Etimologicamente, resistência é: estar – isto é, tomar uma posição – de forma reiterada. Entrar no mundo – estar – parece então ser a inevitabilidade da resistência: um (re)existir. E, contudo, dando razão a Heraclito, parecemos ter esquecido o que nos é mais familiar e intrínseco: esse processo agonista (de luta, que é também agonia) de afirmação de vida, a fazer-se contra a estase da morte.
Declarado o fim das grandes narrativas na pós-modernidade, parece haver hoje uma espécie de vergonha em usar palavras como “resistência” ou “resistir”. Em Portugal, adicionando-se razões que se prendem com a sua história recente, estas palavras parecem ter-se tornado até ridículas e alvo de troça: como se o 25 de Abril tivesse esgotado toda a necessidade de resistência e só uma certa esquerda antiquada pudesse ainda usar termos tão obsoletos e fora de moda. Este discurso, tornado dominante através das instituições reguladoras (dos média à escola), parece assim levar-nos ao impedimento de (re)existir – é esse o fundamento da tão proclamada inexistência de alternativas para a crise em que nos encontramos. Mas a aceitação deste discurso, poderemos concluir, significa a aceitação da nossa própria in(re)existência. Contra esta linguagem e pela (re)existência do humano, há pois que procurar uma linguagem emancipatória: um esforço poético (do fazer na/da palavra) a incluir uma dimensão profundamente arcaica que, ainda que invisibilizada por um certo sentido de moderno, sobreviveu na resistência da nossa própria humanidade, na permanência reiterada de “estar” – de “tomar posição” na existência. A impossibilidade da alternativa revela-se então como alternativa impossível. Há pois que reatualizar esse arcaico, isto é, ressignificar: reativar o potencial criativo de cada cidadã/o e manter o processo e o movimento da vida. Mesmo sem grandes narrativas, esta consciência do humano permanece – ainda que apenas à pequena escala.

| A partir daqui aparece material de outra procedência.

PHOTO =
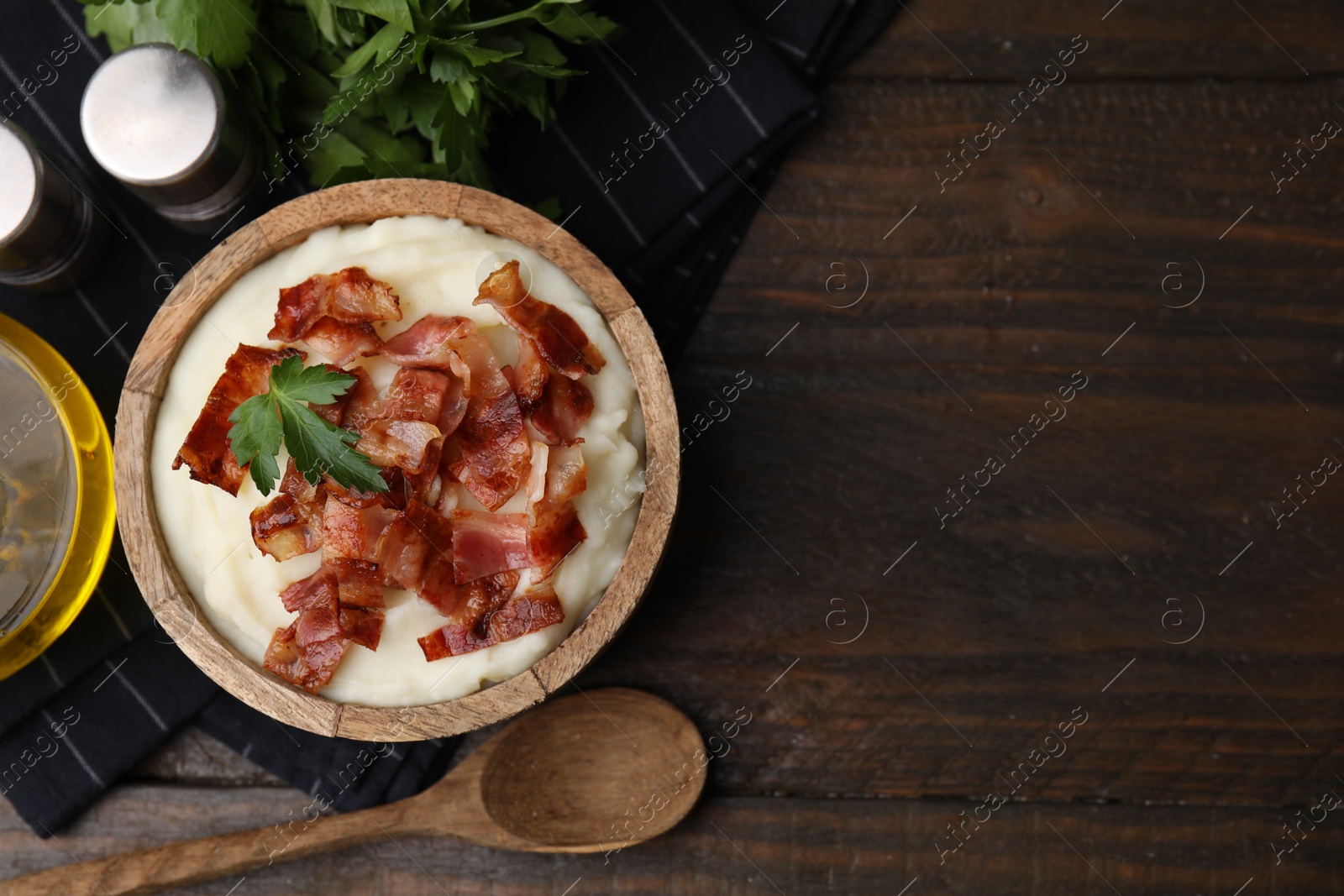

É nessa pequena grande escala que urge trabalhar, sobretudo nestes momentos de crise e de agressão a direitos estabelecidos: resistindo/existindo – em ato (agindo). Só nesse agonismo – que, dizia Olson, leva cada cidadã/o ao imediato, de uma perceção a outra – se faz vivo o processo de participação na expansão do humano. Aí resiste a possibilidade da escolha individual e/ou da (re)invenção de uma linguagem emancipatória: a abertura a novas representações do mundo.